The Federal Reserve is about to start shrinking its $8.9 trillion balance sheet, deploying a second tool alongside higher interest rates to curb inflation, though officials don’t know just how effective it will be.
After doubling in size through asset purchases in the first two years of the pandemic, the balance sheet will be reduced at a pace that’s almost twice as fast as after the last financial crisis. While the process officially commences on Wednesday, the first US Treasury securities won’t run off until $15 billion mature on June 15. The Fed is capping monthly runoff at $47.5 billion — $30 billion for Treasuries and $17.5 billion for mortgage-backed securities — until September. Those thresholds will then double to a combined $95 billion. That compares to a peak of $50 billion a month when the Fed performed the exercise starting in 2017.
Officials say the reduction will work in tandem with interest-rate increases to cool price pressures by tightening financial conditions. But it’s not clear how much impact the balance sheet will have. As Fed Governor Christopher Waller put it in a speech on Monday, estimates “using a variety of models and assumptions” are “highly uncertain.”
The Fed deployed massive asset purchases during the 2008 financial crisis for the first time since World War II, expanding the balance sheet to about $4.5 trillion by the time it stopped buying at the end of 2014. It then waited three years before allowing it to begin shrinking at the end of 2017, reducing it to about $3.8 trillion by September 2019.
Uncertainty over the course of the balance sheet was said by commentators to have contributed to the market turmoil that ultimately helped bring an end to the Fed’s last rate-hike campaign, which concluded in December 2018.
On Tuesday, US President Joe Biden used a rare meeting with Fed chair Jerome Powell to declare that he’s respecting the central bank’s independence — while simultaneously shifting responsibility for taming decades-high inflation ahead of the November midterms.
Biden seized on the Oval Office session to argue that while fighting price increases is his top priority, that work was primarily the purview of the Federal Reserve. “My plan is to address inflation. That starts with a simple proposition: respect the Fed, respect the Fed’s independence, which I have done and will continue to do,” Biden said.
It’s Biden’s third in-person session with Powell since taking office, and recalls the stakes when Ronald Reagan met with then-Fed chief Paul Volcker almost four decades ago as he sought re-election amid galloping price pressure.
Biden has been attempting to show he’s maximizing efforts to curb the hottest inflation in 40 years heading into November midterms, in which Democrats’ risk losing their slim congressional majorities.
The White House has increasingly sought to shift the burden for battling prices to the Fed in public comments, as polls show rising costs are voters’ top concern.
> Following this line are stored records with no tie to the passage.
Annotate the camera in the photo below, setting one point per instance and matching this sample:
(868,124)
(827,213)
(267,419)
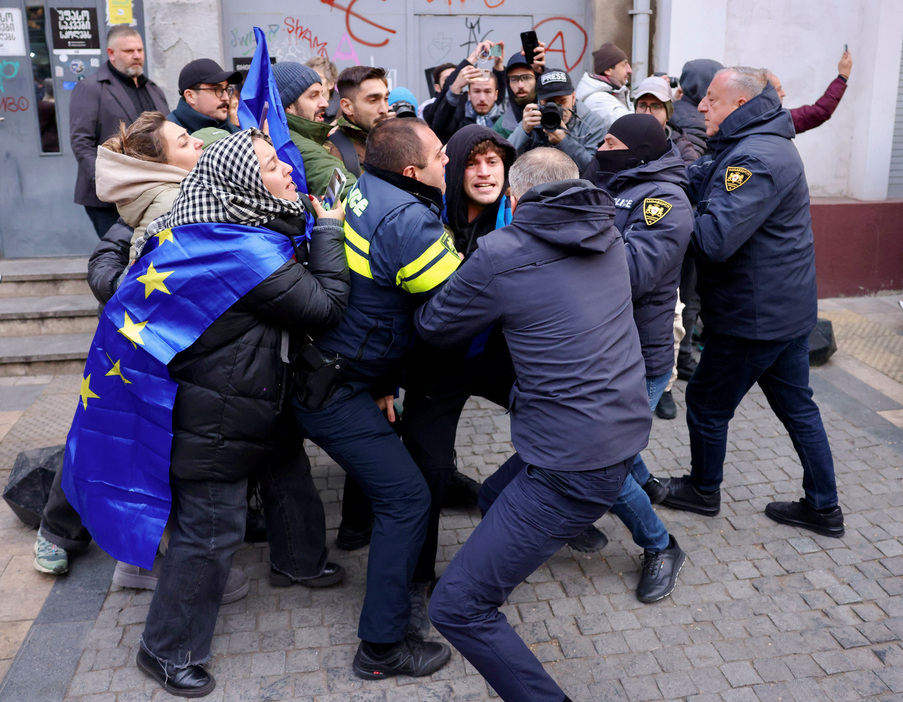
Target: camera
(404,109)
(550,116)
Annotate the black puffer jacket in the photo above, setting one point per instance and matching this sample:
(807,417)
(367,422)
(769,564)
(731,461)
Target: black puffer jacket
(234,379)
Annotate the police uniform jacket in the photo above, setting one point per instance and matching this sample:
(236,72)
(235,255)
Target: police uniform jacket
(556,281)
(753,230)
(655,218)
(398,252)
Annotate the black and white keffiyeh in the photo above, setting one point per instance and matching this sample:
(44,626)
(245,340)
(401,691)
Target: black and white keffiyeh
(225,186)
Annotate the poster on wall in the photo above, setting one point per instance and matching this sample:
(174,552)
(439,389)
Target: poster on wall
(12,34)
(74,30)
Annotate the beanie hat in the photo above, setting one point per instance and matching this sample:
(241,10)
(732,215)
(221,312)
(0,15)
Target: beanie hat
(642,135)
(606,56)
(292,79)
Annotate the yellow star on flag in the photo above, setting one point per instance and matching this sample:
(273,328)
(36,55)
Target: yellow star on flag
(116,370)
(132,331)
(86,393)
(164,236)
(153,280)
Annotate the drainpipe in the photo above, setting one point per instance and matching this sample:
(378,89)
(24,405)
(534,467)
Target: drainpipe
(640,54)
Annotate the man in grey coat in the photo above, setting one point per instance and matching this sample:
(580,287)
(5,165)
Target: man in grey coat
(118,92)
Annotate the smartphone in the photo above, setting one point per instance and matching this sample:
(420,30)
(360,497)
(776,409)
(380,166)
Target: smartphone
(530,43)
(334,189)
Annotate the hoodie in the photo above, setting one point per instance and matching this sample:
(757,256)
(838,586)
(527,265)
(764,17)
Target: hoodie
(556,281)
(753,231)
(458,149)
(141,190)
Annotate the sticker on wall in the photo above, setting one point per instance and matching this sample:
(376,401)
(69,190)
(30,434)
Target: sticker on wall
(12,32)
(119,12)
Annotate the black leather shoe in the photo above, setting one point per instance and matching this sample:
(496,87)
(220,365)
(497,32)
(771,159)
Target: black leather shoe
(666,409)
(332,574)
(409,657)
(682,495)
(656,491)
(659,573)
(192,681)
(802,515)
(589,540)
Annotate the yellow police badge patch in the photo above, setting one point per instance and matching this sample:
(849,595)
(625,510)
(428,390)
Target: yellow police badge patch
(654,209)
(735,176)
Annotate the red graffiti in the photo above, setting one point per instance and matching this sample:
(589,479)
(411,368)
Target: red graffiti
(14,104)
(562,48)
(349,13)
(299,32)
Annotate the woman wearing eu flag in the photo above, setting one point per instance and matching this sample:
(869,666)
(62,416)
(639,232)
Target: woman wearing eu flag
(184,387)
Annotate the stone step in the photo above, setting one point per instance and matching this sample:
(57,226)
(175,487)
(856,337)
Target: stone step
(53,314)
(31,277)
(44,355)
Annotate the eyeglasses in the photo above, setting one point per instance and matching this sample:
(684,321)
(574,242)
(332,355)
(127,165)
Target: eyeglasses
(218,90)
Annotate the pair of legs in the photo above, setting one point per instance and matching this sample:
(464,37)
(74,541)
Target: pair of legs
(353,431)
(534,514)
(207,527)
(728,368)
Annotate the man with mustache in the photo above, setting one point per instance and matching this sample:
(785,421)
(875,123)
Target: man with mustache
(205,89)
(304,99)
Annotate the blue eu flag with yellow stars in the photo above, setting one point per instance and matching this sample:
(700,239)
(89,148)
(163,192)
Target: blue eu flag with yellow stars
(116,467)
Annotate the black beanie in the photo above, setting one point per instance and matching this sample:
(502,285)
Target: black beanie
(643,136)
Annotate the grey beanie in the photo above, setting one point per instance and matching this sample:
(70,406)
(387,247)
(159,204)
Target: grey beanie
(293,79)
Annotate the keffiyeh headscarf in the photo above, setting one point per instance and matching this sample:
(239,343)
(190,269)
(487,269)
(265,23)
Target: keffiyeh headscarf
(225,186)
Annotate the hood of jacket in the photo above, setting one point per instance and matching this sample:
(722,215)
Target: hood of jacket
(315,131)
(457,150)
(761,115)
(132,184)
(669,168)
(573,214)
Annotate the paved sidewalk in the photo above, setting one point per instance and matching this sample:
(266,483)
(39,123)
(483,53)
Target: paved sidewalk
(761,611)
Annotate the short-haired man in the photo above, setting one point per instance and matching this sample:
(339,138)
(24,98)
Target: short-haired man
(205,90)
(364,93)
(118,92)
(753,238)
(399,255)
(577,131)
(605,91)
(304,100)
(579,414)
(482,104)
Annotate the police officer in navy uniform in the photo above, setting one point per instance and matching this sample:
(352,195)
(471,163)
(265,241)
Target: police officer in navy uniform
(753,239)
(399,253)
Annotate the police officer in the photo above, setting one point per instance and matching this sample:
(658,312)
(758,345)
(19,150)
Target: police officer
(399,253)
(753,239)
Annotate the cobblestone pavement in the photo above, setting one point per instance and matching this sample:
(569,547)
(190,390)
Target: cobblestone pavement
(761,611)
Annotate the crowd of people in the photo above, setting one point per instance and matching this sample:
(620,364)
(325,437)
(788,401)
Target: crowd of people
(544,246)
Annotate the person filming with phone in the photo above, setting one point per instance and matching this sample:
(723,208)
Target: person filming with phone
(559,121)
(485,87)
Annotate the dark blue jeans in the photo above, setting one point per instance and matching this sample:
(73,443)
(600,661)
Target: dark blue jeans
(728,368)
(353,431)
(534,515)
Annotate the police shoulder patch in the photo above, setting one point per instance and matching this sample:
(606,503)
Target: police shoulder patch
(654,209)
(735,176)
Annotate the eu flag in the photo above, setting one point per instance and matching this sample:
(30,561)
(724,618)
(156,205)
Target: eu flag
(116,466)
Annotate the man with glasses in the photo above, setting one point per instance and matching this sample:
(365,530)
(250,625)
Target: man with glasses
(205,89)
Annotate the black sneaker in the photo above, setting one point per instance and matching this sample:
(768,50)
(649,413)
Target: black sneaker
(192,681)
(410,657)
(666,409)
(589,540)
(660,572)
(800,514)
(682,495)
(656,491)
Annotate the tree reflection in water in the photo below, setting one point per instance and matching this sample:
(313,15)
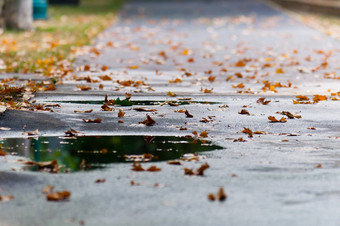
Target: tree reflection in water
(98,152)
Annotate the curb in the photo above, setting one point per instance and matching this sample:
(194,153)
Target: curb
(2,109)
(323,7)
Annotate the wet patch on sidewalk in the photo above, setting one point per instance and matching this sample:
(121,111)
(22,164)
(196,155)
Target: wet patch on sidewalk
(97,152)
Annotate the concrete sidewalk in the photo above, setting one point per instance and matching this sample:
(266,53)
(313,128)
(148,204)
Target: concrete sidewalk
(221,56)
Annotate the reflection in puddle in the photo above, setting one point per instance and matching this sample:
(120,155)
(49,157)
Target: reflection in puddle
(139,102)
(92,152)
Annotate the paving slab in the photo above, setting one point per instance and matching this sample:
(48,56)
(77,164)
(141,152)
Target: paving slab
(286,173)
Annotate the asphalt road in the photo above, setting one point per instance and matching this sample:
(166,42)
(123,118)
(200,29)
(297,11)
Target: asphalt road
(200,51)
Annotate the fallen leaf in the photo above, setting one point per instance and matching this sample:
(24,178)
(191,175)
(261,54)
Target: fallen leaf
(48,166)
(137,167)
(105,78)
(97,120)
(220,196)
(71,133)
(84,88)
(88,111)
(121,113)
(248,131)
(58,196)
(35,132)
(174,162)
(263,101)
(48,189)
(240,64)
(105,107)
(244,112)
(188,171)
(153,169)
(239,140)
(211,78)
(204,134)
(289,115)
(201,169)
(279,71)
(273,119)
(104,68)
(101,180)
(145,109)
(188,115)
(4,128)
(240,85)
(171,94)
(148,121)
(211,197)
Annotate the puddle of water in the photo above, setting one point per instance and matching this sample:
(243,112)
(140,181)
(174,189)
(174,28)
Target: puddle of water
(90,152)
(138,102)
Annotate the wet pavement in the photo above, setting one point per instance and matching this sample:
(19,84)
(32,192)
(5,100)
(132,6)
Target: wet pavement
(199,69)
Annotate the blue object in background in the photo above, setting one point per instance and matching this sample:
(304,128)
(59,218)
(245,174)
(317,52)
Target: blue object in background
(40,9)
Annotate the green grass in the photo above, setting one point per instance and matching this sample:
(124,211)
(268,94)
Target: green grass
(53,39)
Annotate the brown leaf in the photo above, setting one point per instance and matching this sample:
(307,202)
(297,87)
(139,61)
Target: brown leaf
(240,85)
(48,189)
(274,120)
(171,94)
(201,169)
(153,169)
(188,171)
(84,88)
(240,64)
(204,134)
(263,101)
(88,111)
(121,113)
(174,162)
(104,68)
(137,167)
(2,152)
(248,131)
(58,196)
(35,132)
(211,197)
(289,115)
(221,196)
(71,133)
(244,112)
(148,121)
(105,107)
(97,120)
(239,140)
(105,78)
(188,114)
(100,180)
(211,78)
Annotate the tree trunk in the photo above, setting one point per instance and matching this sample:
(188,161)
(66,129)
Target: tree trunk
(18,14)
In an op-ed published Monday in the Wall Street Journal, Biden said the Fed has “a primary responsibility to control inflation.”
‘Not seeking to oust Putin’
Biden also said on Tuesday that the US is not seeking to remove Russian president Vladimir Putin from power in response to his invasion of Ukraine, months after the US president had said “this man cannot remain in power.”
“We do not seek a war between NATO and Russia. As much as I disagree with Mr. Putin, and find his actions an outrage, the United States will not try to bring about his ouster in Moscow,” Biden wrote in an op-ed for the New York Times published.